Ô fils sublime de la sage Thémis ! contre mon gré, malgré toi, par d’indissolubles chaînes, je te lierai à cette roche inaccessible aux hommes, là où tu n’entendras la voix, où tu ne verras la face d’aucun mortel, où, lentement consumé par l’ardente flamme de Hèlios, tu perdras la fleur de ta peau ! Tu seras heureux quand la Nuit, de sa robe enrichie d’étoiles, cachera l’éclat du jour, et quand Hèlios dissipera de nouveau les gelées matinales. Elle te hantera à jamais, l’horrible angoisse de ta misère présente, et voici qu’il n’est pas encore né, Celui qui te délivrera ! C’est le fruit de ton amour pour les hommes.
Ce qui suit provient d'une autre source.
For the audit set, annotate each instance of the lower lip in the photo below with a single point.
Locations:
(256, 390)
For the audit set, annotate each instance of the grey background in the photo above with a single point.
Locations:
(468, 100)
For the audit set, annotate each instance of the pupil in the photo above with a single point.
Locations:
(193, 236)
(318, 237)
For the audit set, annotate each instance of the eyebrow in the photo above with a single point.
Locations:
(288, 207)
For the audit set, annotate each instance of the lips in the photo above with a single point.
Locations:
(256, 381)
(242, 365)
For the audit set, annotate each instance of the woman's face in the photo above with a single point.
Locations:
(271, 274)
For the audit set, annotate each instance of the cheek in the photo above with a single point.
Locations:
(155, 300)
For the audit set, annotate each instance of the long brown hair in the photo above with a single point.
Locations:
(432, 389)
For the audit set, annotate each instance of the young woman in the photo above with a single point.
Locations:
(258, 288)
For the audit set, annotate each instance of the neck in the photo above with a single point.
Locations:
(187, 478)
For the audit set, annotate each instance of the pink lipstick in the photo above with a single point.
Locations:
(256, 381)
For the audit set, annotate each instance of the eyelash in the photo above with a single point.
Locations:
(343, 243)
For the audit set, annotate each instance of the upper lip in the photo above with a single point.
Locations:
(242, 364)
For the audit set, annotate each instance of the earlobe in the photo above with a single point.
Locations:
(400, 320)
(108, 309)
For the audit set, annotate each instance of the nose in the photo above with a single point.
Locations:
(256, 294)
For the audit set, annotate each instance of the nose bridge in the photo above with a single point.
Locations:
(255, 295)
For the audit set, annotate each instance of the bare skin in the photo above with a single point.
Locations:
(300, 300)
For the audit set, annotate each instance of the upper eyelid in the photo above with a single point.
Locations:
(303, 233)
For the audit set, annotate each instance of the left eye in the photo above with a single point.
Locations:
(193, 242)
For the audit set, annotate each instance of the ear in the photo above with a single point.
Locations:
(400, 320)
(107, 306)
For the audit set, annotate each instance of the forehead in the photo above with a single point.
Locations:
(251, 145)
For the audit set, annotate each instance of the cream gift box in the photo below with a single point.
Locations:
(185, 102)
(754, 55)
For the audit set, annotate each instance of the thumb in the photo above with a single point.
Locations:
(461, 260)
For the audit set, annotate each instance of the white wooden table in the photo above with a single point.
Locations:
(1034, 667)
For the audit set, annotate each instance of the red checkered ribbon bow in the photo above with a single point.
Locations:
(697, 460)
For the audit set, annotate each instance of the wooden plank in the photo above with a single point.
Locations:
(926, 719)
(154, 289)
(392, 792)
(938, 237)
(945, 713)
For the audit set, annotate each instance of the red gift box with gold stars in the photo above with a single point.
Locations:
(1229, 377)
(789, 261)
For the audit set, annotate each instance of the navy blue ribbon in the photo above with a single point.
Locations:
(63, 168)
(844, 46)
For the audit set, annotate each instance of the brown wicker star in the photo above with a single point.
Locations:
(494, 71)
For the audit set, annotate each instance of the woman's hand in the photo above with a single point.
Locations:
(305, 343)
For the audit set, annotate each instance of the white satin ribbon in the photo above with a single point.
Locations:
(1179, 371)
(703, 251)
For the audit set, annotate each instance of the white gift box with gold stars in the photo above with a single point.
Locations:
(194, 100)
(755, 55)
Étant un Dieu, tu n’as pas craint la colère des Dieux. Tu as fait aux Vivants des dons trop grands. Pour cela, sur cette roche lugubre, debout, sans fléchir le genou, sans dormir, tu te consumeras en lamentations infinies, en gémissements inutiles. L’esprit de Zeus est implacable. Il est dur celui qui possède une tyrannie récente. 

Kratos 
Allons ! Que tardes-tu ? Vainement tu le prends en pitié. Ce Dieu, en horreur aux Dieux, qui a livré ton bien aux mortels, ne le hais-tu point ? 

Hèphaistos 
Sang et amitié ont une grande force. 

Kratos 
Certes, mais peux-tu mépriser les ordres du Père ? Ne serait-ce pas plus effrayant ? 

Hèphaistos 
Tu es toujours dur et plein d’audace. 

Kratos 
Le plaindre n’est point un remède. Qu’en sera-t-il ? Ne t’émeus point vainement. 

Hèphaistos 
Ô travail très-détestable de mes mains ! 

Kratos 
Pourquoi ? En vérité, je te dirai ceci : la cause de ses maux n’est point dans ton art. 

Hèphaistos 
Cette tâche ! Que n’est-il donné à un autre de l’accomplir ! 

Kratos 
Toutes choses sont permises aux Dieux. Ceci leur est refusé. Nul n’est libre, si ce n’est Zeus. 

Hèphaistos 
Je le sais. Je n’ai rien à dire. 

Kratos 
Hâte-toi donc. Étreins-le de chaînes, de peur que le Père ne sache que tu hésites. 


Note

Ce texte a fait l'objet d'un commentaire dans la séance du 7 janvier 2010 de l'atelier de lecture de la République de Platon.